Accession to the Hague Agreement and Amendment to the Patent Act
Following the commitment with the ASEAN Intellectual Property Right Action Plan 2016-2025, the Cabinet has recently approved Thailand’s accession to the Geneva Act (1999) of the Hague Agreement Concerning the International Registration of Industrial Designs (the “Hague Agreement”), which allows applicants to register an industrial design by filing a single application to receive protection in multiple countries that are contracting parties.
In addition, in order to facilitate the accession, the Cabinet has approved the proposed draft amendment of the Patent Act (no. ..) B.E. …. (the “Amended Act”), which will improve the efficiency of patent registration and examination processes, as well as design patent application system, to be consistent with international standards (i.e. Hague Agreement, TRIPs Agreement, Convention on Biological Diversity, and Nagoya Protocol on Access and Benefit Sharing).
The most notable changes are as follows:
- To comply with the Hague Agreement, Chapter 3/1 will be added to the Amended Act to specify the application filing system for international design patent protection (i.e. direct filing with the World Intellectual Property Organization (“WIPO”) and indirect filing through the Department of Intellectual Property (“DIP”, and the qualifications of the applicants.

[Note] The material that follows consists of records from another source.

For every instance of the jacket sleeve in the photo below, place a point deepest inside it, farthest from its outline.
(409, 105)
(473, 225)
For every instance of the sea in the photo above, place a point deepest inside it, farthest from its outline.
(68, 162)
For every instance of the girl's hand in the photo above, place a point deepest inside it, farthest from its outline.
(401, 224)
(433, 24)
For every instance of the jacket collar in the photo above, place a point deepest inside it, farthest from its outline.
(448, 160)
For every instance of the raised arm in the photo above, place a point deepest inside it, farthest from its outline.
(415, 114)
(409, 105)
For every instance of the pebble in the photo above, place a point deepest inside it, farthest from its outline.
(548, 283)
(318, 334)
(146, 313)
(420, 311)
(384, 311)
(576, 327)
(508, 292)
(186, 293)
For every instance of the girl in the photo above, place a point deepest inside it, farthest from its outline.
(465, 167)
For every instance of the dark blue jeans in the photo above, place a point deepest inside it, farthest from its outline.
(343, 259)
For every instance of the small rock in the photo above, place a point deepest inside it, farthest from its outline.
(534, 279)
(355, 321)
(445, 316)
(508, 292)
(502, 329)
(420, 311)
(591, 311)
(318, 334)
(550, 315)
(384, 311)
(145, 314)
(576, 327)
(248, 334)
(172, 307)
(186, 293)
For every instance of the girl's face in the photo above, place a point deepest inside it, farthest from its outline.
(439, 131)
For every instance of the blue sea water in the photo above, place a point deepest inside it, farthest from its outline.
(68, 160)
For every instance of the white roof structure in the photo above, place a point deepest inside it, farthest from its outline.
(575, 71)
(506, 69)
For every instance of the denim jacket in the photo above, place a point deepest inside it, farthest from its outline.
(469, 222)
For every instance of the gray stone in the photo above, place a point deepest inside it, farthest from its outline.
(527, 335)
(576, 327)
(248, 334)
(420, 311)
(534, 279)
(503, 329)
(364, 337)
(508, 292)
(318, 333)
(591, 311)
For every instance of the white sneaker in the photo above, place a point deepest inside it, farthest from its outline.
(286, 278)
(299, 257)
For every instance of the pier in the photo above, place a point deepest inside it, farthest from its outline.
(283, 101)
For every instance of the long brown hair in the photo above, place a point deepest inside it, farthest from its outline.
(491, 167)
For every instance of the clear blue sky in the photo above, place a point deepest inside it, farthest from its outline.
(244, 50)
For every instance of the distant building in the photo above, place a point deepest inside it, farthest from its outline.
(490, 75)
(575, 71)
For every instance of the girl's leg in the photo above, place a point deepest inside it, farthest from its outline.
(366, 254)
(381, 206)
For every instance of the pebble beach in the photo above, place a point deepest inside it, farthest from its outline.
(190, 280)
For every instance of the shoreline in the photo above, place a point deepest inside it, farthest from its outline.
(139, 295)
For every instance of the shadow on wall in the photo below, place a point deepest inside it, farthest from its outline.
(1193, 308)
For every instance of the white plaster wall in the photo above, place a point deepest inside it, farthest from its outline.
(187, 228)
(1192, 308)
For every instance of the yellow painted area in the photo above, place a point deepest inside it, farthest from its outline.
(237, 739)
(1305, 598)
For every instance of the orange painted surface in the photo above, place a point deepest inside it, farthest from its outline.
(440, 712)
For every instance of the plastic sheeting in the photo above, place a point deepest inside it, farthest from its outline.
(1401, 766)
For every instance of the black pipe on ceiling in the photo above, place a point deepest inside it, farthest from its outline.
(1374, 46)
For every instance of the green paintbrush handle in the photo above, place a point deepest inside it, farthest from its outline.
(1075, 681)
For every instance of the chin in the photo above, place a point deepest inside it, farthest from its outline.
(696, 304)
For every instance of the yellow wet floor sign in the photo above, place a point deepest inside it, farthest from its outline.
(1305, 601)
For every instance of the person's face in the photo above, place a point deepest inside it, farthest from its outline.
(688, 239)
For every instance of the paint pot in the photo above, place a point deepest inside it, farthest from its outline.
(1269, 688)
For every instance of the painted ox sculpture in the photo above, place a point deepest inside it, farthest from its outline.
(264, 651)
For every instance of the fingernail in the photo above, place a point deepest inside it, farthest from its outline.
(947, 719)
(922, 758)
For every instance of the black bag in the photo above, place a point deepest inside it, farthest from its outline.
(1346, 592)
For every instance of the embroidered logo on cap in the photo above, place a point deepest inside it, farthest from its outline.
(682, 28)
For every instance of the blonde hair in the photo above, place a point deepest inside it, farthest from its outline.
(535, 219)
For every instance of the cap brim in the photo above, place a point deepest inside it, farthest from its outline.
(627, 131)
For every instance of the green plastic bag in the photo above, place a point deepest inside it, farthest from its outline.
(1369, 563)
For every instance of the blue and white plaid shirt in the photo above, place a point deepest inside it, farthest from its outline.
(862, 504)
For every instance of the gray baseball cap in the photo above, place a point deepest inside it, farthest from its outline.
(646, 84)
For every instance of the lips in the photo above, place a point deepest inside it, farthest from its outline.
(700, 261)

Furthermore, the protection term for design patent is extended from 10 to maximum 15 years ( a 5-year initial term with renewable for a period of 5 years twice).
- To be consistent with Article 31 bis of the TRIPs Agreement, the Amended Act includes grounds for issuing compulsory licensing particularly for an export of patented pharmaceutical to least-developed countries or to World Trade Organization (“WTO”) member states with restricted production capacity. Moreover, to comply with Article 27 of the TRIPs agreement, the list of non-patentable subject matters is expanded to include “surgical methods” and any inventions for commercial exploitation contrary to public order, morality, health, and public welfare, or causing serious environmental damage.
- In accordance with Nagoya Protocol, provisions regarding genetic resources (“GRs”) and traditional knowledge (“TK”) will be added, requiring applicants to declare the source of origins and submit documents demonstrating access and benefit-sharing of such inventions together with a patent application.
- The definition of “design” is amended to include “partial designs” that is visible to the naked eye, offering the extended protection coverage.
- Some changes on the patent examination processes are introduced to improve efficiency and speed of the registration system. For example, the opposition of patent applications requested by any interested person is changed from after the first publication to be after the second publication and the period for requesting a substantive examination of patent applications is reduced from 5 years from the publication date to 3 years from the filling date in Thailand.
- Under the Amended Act, a patent license agreement is no longer required to be registered with the DIP to be valid, as it will be based on a recordation system.
- In compliance with the Patent Cooperation Treaty (“PCT”), Chapter 2/1 regarding international patent applications will be added to specify rules relating to patent registration, for example, qualifications of applicants, priority claim and filling process.
- There are some changes relating to official fees, for instance, the fees for filing a patent application and a design patent application are increased from THB 1,000 to THB 3,500 and THB 3,000, respectively.
Overall, the Amended Act offers a promising improvement to Thailand’s patent and industrial design regulations and ensures consistency with international standards, including the Hague Agreement. On the next stages which will take at least a year, the draft will be submitted to the Council of State and then the National Assembly of Thailand to obtain approval from the House of Representatives accordingly.